Please see my comments in D69900 as well.

For the font-end side, I suggest the syntax vectorize_assume_alignment(32) instead. We also need to define what this assumes to be aligned. The first element of the array? Every array element? In an array-of-structs, the struct of the element that is accessed? Scalars?

Please see my comments in D69900 as well.

For the font-end side, I suggest the syntax vectorize_assume_alignment(32) instead. We also need to define what this assumes to be aligned. The first element of the array? Every array element? In an array-of-structs, the struct of the element that is accessed? Scalars?

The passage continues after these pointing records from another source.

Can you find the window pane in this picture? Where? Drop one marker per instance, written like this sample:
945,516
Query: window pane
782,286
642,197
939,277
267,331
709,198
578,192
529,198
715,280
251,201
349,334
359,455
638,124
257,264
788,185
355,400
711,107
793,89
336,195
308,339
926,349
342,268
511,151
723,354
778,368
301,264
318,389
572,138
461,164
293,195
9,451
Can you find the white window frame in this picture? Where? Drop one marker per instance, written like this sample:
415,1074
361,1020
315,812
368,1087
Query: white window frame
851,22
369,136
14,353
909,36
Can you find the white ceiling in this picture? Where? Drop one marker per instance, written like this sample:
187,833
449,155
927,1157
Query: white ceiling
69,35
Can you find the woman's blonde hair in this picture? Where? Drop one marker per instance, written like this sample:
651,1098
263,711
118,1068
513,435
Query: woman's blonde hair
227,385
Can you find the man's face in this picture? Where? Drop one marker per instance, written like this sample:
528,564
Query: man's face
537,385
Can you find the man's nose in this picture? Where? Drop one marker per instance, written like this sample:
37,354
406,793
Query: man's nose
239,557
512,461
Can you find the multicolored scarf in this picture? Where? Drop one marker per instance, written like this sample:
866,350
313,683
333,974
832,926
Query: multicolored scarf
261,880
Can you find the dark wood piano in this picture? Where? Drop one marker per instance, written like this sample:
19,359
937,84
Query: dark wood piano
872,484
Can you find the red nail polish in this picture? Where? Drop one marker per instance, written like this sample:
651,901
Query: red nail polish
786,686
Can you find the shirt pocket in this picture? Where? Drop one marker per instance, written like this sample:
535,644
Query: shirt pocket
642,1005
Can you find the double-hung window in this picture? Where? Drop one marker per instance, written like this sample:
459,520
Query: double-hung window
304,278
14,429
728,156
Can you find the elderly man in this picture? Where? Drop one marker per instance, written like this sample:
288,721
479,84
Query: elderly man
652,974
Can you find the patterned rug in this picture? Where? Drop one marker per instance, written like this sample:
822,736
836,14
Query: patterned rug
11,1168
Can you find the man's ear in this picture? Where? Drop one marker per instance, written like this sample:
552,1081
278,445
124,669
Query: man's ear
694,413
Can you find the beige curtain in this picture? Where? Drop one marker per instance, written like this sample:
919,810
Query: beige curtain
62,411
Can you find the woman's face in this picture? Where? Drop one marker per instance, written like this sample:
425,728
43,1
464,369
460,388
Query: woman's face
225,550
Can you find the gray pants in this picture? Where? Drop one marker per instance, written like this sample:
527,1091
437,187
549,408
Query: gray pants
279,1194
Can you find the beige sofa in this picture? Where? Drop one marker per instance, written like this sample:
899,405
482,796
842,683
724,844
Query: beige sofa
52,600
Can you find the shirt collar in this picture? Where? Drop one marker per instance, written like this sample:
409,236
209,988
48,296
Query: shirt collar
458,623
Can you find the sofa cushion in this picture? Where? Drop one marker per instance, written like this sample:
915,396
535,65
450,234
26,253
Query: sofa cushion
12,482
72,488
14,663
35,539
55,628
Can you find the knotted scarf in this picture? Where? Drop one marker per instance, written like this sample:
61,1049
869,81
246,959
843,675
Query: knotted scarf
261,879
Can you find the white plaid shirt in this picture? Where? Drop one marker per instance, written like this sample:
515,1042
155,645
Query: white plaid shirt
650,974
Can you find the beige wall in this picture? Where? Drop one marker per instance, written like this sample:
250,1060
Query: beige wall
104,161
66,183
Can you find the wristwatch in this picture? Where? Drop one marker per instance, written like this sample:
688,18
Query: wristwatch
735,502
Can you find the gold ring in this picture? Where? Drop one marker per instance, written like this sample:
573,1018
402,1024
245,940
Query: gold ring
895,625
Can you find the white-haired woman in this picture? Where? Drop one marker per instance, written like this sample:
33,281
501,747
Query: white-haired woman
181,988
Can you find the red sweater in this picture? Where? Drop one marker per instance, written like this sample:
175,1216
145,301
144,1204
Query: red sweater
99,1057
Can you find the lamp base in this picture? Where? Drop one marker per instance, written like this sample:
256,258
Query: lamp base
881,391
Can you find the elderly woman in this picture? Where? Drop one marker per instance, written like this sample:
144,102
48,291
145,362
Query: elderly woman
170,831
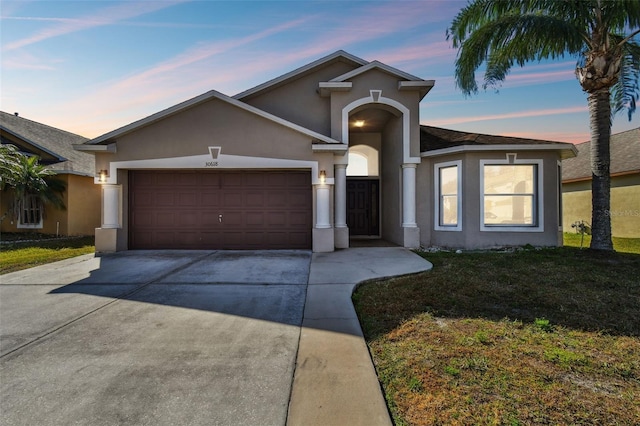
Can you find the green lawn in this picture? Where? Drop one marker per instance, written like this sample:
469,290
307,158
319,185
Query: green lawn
15,256
546,336
622,245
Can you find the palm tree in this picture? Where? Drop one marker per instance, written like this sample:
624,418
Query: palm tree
33,188
600,33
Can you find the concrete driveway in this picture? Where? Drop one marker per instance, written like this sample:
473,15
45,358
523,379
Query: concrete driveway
146,338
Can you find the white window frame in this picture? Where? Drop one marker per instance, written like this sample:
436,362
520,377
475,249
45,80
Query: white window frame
437,198
538,199
21,225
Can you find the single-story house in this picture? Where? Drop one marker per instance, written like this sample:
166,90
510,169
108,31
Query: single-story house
328,152
625,185
76,169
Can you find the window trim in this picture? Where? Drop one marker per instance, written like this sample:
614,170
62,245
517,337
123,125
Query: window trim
436,200
538,196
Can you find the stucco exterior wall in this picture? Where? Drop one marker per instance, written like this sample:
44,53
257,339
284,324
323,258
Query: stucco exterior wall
625,205
471,236
212,123
298,101
391,182
81,217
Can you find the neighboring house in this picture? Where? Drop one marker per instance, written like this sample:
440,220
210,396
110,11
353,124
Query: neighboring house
625,185
54,147
328,152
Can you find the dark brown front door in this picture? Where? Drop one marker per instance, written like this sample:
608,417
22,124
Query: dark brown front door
362,206
219,209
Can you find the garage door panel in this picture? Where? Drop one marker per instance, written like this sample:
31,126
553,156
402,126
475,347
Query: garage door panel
188,199
180,209
277,199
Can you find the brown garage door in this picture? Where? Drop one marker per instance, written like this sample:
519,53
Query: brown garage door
219,209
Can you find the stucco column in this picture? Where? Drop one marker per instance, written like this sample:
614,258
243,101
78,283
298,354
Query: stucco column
341,231
340,171
323,207
409,195
111,206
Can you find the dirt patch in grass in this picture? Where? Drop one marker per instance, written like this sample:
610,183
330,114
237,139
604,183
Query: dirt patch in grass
22,252
532,337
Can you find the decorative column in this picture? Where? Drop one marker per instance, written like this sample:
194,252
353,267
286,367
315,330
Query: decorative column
107,234
411,237
409,195
323,207
111,210
340,196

It would be really best if this could just make use of CodeGenFunction::EmitAlignmentAssumption(),
else this is a heavy hammer with loose handle.

It would be really best if this could just make use of CodeGenFunction::EmitAlignmentAssumption(),
else this is a heavy hammer with loose handle.

Since it is a property of the data structure, not of the vectorization, __builtin_assume_aligned might be preferable anyway.

m-happy retitled this revision from Add #pragma clang loop aligned to Add #pragma clang loop vectorize_assume_alignment(n).Nov 13 2019, 2:27 PM
m-happy edited the summary of this revision. (Show Details)
m-happy edited the summary of this revision. (Show Details)
m-happy updated this revision to Diff 229190.Nov 13 2019, 2:32 PM

Updated the syntax as suggested by Michael Kruse, and added functionality to specify the number used for alignment instead of just using 32bits.

To reword, if vectorize_assume_alignment(32) is *NOT* lowered
via CodeGenFunction::EmitAlignmentAssumption() in clang frontend,
but lowered into LoopAttributes::VectorizeAssumeAlignment,
then once the alignment that was specified does not match reality,
there will be a miscompile instead of an UBSan error.

Could you elaborate why this is better than __builtin_assume_aligned?